The Reserve Bank of New Zealand (RBNZ) surprised markets this morning by not only cutting interest rates by 25 basis points, but also reporting that a 50 basis point cut was under serious discussion. The RBNZ justified the move by saying that the economy had cooled more than expected recently and that it was basing its assessment of inflation more on expectations, which had already returned to the middle of the target range of 1-3%, Commerzbank FX strategist Volkmar Baur notes.
“Inflation itself is still too high, but also on the right track. The central bank compared the situation of a weaker economy and falling inflation with other G10 countries, saying that New Zealand was more comparable to countries that had already started to cut interest rates.”
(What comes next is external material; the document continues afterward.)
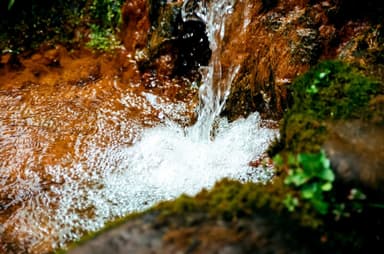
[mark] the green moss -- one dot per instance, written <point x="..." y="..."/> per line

“As noted yesterday, the market had been expecting a cut, while analysts generally tended to believe that the central bank would wait. What surprised the market so much that the Kiwi lost about 1% against the US dollar this morning is that the central bank seems to be seriously considering a 50 basis point move. However, it appears to me that this statement is more about telling the market that anything is possible at any time.”
“And it should not be interpreted as an announcement of an imminent faster cut. The data does not support such a move at the moment. Unlike the Australian dollar, for example, the market is already pricing in a significant cycle of rate cuts by the RBNZ. This should support the Kiwi in the medium term.”